More details: Vtable stubs are assembled on the fly, but there are only about a hundred of them. There is one for each distinct vtable slot (offset within the klassOop of the second indirection). For a monomorphic call site, the caller loads the expected class (as a klassOop) into a standard (non-argument) register, and optimistically jumps to the expected target method. All such target methods are compiled with a special "verified entry point" (VEP) which includes an instruction to compare the incoming klassOop against the receiver's _klass field. If the check succeeds, control falls through to the normal "unverified entry point" (UEP) of the compiled method. If the check fails, control branches out of the (wrong) method into a stub which performs an up-call to the JVM, to figure out what's wrong, and (usually) relink the call site.

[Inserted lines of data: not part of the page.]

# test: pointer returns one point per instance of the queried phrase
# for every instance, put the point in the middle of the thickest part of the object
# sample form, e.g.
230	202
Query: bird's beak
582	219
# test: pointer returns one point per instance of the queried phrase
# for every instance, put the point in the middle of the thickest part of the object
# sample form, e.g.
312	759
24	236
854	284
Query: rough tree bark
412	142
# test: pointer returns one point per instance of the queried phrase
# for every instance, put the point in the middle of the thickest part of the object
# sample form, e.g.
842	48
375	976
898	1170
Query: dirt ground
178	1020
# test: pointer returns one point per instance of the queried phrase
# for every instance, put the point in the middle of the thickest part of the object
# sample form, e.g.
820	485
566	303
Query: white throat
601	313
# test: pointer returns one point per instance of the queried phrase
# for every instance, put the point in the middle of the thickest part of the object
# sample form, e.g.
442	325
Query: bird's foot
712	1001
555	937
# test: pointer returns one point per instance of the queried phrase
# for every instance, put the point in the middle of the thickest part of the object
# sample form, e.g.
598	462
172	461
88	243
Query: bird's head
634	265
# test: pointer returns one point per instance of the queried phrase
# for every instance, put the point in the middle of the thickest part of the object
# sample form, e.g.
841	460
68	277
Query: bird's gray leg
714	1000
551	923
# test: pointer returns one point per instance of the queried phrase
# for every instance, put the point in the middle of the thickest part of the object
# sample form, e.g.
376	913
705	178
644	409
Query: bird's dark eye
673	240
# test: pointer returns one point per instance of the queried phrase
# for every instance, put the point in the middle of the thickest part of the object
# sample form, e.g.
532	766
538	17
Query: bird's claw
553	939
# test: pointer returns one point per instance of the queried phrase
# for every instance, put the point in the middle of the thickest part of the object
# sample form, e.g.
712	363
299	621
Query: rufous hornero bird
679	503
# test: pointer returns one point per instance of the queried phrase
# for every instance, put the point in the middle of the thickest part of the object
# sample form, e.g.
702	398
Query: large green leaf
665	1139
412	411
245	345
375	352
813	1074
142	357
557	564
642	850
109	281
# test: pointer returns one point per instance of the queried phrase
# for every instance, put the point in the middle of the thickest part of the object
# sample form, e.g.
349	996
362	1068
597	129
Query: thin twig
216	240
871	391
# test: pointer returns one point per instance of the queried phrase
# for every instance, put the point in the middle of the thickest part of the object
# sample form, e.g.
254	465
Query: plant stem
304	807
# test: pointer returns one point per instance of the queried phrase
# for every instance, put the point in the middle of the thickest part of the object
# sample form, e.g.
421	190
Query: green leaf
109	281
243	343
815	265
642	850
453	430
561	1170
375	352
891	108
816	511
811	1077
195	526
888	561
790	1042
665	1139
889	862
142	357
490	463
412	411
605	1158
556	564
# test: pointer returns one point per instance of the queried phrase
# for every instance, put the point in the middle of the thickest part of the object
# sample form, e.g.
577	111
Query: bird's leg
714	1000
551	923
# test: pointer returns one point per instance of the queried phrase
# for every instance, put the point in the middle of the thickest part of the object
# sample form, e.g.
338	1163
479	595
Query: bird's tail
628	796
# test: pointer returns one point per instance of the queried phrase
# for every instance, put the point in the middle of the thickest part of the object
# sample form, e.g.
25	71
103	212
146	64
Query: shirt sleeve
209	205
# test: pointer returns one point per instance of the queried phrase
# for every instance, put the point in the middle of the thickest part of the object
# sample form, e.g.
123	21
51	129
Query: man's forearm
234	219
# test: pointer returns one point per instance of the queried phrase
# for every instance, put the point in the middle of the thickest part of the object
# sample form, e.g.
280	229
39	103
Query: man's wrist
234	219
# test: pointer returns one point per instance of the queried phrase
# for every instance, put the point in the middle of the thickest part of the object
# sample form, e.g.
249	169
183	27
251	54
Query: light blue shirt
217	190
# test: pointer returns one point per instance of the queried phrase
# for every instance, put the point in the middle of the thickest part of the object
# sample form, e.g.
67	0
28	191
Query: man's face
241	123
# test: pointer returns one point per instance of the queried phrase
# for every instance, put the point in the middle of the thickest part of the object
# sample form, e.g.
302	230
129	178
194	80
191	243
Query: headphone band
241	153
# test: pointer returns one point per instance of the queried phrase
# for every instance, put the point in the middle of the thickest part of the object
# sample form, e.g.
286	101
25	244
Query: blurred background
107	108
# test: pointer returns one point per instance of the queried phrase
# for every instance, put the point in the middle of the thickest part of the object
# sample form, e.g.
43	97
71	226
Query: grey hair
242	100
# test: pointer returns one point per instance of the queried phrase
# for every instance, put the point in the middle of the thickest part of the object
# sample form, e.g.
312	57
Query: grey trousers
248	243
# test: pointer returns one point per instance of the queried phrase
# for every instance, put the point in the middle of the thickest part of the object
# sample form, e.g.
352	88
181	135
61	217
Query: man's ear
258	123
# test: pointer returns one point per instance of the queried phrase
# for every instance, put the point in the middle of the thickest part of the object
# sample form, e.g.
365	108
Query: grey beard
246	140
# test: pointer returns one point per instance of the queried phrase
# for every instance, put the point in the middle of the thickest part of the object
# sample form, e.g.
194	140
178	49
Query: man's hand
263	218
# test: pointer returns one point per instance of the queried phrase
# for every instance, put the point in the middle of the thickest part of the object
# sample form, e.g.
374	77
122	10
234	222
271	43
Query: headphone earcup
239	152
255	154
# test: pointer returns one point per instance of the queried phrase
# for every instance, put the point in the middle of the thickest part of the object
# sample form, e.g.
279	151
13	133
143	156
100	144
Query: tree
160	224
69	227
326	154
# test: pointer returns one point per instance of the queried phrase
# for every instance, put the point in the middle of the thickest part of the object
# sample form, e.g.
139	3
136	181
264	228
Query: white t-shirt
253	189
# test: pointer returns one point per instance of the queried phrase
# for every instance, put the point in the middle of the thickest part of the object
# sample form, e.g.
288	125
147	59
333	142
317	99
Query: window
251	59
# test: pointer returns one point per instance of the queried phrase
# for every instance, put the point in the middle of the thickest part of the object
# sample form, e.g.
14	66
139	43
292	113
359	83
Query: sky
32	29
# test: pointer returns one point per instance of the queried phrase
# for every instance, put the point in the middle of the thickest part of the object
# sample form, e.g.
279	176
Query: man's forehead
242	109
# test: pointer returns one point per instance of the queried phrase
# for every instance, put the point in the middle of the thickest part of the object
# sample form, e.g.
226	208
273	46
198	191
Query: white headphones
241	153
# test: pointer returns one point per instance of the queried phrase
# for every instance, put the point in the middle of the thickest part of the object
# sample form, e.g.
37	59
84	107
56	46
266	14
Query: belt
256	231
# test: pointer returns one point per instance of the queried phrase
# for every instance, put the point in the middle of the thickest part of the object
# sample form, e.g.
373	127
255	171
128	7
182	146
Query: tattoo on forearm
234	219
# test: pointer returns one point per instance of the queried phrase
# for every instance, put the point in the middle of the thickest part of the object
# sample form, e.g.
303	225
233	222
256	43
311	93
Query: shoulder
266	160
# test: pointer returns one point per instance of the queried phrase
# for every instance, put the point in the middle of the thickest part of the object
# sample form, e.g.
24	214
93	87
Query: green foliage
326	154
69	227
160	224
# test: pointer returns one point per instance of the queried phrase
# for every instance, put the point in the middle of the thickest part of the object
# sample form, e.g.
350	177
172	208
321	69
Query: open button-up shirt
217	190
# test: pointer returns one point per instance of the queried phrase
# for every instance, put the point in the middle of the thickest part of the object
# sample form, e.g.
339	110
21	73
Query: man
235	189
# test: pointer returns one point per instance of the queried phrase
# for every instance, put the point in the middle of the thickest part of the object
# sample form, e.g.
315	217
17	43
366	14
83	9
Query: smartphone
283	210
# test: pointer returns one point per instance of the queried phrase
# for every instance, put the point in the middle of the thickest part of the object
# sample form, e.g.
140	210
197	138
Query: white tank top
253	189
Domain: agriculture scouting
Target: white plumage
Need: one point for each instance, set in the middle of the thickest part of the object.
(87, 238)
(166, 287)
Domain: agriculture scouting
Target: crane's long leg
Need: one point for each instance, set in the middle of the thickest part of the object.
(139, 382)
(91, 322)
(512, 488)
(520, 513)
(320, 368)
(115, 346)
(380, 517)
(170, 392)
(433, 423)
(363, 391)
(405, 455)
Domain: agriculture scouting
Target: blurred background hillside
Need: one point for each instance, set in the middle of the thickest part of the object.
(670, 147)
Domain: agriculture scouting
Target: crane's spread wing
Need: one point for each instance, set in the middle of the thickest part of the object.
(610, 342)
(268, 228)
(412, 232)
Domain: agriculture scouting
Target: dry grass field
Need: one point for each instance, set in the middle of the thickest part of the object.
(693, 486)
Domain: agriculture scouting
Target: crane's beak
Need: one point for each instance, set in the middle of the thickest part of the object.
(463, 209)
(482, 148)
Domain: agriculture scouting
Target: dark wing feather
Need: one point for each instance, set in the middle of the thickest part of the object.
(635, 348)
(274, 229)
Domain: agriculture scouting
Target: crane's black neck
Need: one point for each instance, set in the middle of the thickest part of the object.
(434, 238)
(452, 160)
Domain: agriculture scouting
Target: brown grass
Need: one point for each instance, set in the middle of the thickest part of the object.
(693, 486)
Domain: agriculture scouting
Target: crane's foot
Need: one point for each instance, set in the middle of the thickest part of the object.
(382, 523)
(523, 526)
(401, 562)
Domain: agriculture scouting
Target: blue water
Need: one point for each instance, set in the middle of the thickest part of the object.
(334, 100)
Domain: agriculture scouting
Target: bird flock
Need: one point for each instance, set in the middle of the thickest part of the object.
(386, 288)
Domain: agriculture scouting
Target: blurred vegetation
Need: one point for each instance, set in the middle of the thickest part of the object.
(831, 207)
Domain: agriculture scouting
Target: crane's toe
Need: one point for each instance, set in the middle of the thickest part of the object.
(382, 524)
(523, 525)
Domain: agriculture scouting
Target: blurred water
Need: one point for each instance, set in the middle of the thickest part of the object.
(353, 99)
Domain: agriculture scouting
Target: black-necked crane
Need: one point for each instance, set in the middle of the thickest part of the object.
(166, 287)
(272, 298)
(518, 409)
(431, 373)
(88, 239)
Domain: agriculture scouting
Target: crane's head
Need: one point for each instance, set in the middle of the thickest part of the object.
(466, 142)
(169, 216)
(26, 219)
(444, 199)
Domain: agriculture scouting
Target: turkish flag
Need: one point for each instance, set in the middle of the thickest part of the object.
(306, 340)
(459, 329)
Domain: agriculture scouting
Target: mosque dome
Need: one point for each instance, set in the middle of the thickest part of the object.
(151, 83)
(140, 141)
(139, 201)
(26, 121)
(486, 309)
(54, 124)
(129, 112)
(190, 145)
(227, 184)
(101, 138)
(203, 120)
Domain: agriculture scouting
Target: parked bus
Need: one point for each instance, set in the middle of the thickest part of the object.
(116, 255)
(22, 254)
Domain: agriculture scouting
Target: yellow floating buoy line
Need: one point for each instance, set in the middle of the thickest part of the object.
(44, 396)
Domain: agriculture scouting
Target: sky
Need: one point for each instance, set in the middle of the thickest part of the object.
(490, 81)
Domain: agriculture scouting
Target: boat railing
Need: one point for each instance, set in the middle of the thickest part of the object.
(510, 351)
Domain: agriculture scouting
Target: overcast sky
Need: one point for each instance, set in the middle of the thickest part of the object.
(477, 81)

Since most call sites are monomorphic, they can be completed in a single branch with a parallel receiver type check. Here is a generic instruction trace of this simple case:
callSite: set #expectedKlass, CHECK call #expectedMethod.VEP --- expectedMethod.VEP: cmp (RCVR + #klass), CHECK jump,ne wrongMethod compiledEntry: ...
Any method that can be a target of such a call has two entry points, the VEP ("verified entry point") and the UEP ("unverified entry point"). The former does a two-instruction type check and then falls into the latter.
Here is a generic instruction trace of a polymorphic interface call. It is the equivalent of the C++ virtual function dispatch.
callSite: set #garbage, CHECK call #vtableStub[vtableSlot] --- vtableStub[vtableSlot]: load (RCVR + #klass), TEM load (TEM + #(vtable + vtableSlot)), METHOD load (METHOD + #compiledEntry), TEM jump TEM --- compiledEntry: ...
In all, that is 3 memory references and two nonlocal jumps.
Note that the intermediate "vtable stub" is customized to the vtable offset (which is usually in the 200-300 range, given that the header of a klassOop is around 200 bytes, or somewhat more on LP64). The vtable stub is not customized to the klass.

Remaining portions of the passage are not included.